Re-Animator (1985)

Rating: A-

Dir: Stuart Gordon
Star: Bruce Abbott, Jeffrey Combs, David Gale, Barbara Crampton

This was one of the first video-cassettes I ever owned, buying my copy for five pounds, ex-rental from the local electronics’ shop (which doubled as a VHS library in Forres). I subsequently watched it with my mother who, to my surprise, appeared to enjoy it. Mind you, she recalls seeing the early Hammer films on their original cinematic release back in the fifties, when she was working in a London bank. If there’s such a thing as a horror gene, it’s from that side of the family I inherited it.

While technically an H.P. Lovecraft adaptation, safe to say this one is rather loose. Some of the basic elements are there, to be fair. In both, Herbert West (Combs) carries out illicit medical experiments, which include re-animating the corpse of the university dean. But this film version both omits some elements – the majority of the original story takes place after West and the narrator finish medical school – and adds others. The narrator becomes West’s fellow student, Dan Cain (Abbott). The movie brings in Megan (Crampton), the dean’s daughter and Cain’s girlfriend, plus lecturer Dr. Carl Hill (Gale), who seeks to steal the credit for West’s re-animating serum.

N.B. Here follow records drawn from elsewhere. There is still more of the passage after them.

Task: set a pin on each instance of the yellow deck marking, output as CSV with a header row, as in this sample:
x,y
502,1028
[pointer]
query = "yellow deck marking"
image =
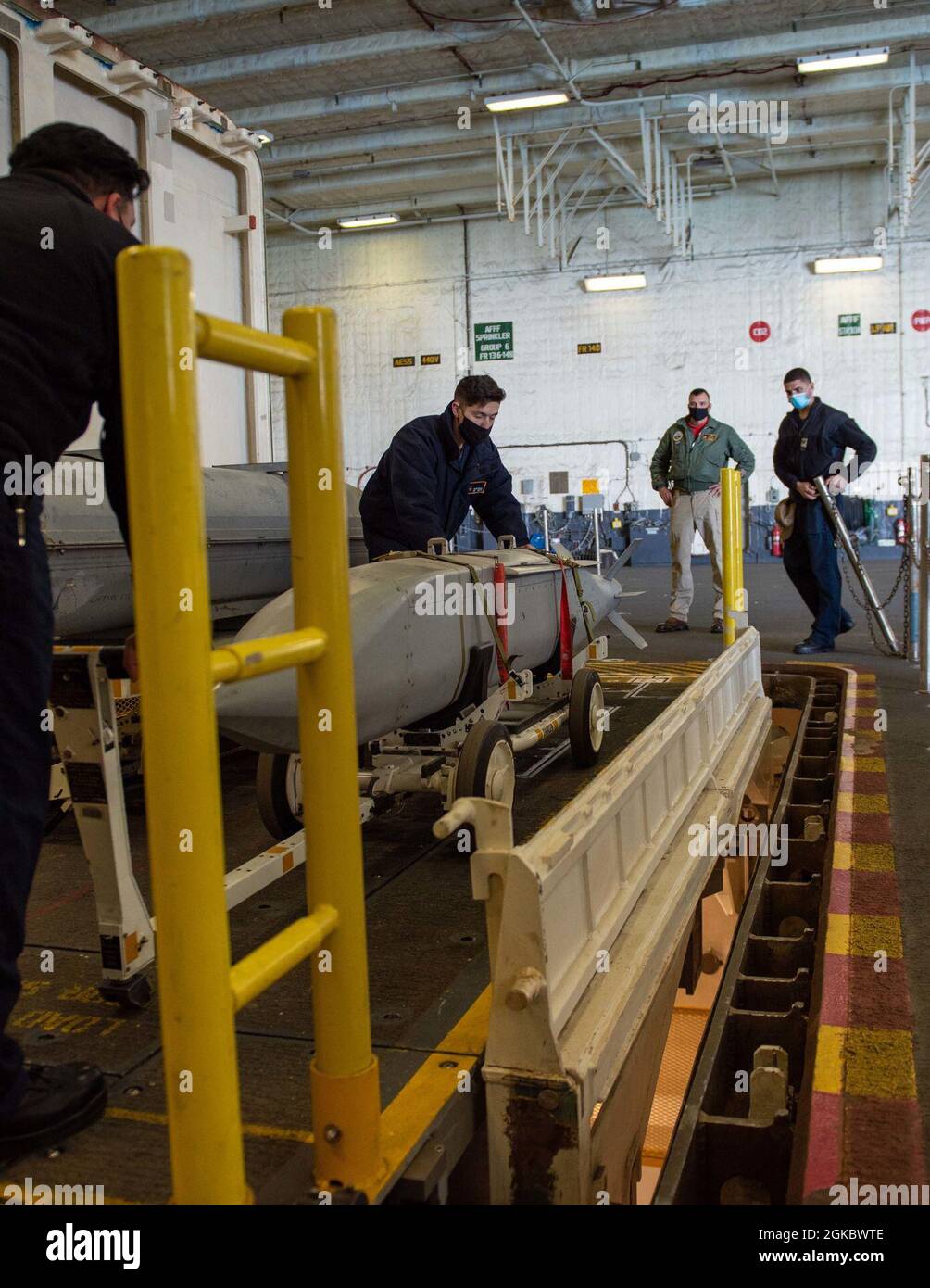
x,y
260,1130
861,857
861,802
860,935
864,1063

In spirit, however, it has the intense sense of “wrongness” which permeates much of Lovecraft, along with the sense there are things with which man is not meant to meddle. This is mostly down to the performances of Combs and Gale, who deliver exactly the intensity you’d expect. They use that commitment to sell lines which could easily come off as cheesy in the wrong hands, e.g. “Here you are trysting with a bubble-headed coed. You’re not even a second-rate scientist!” The film is at its best when the two are facing off – even after Gale has literally lost his head, and is carrying it around in a bowling-bag. The film still continues to take itself with the utmost seriousness, which is exactly the way it needs to be.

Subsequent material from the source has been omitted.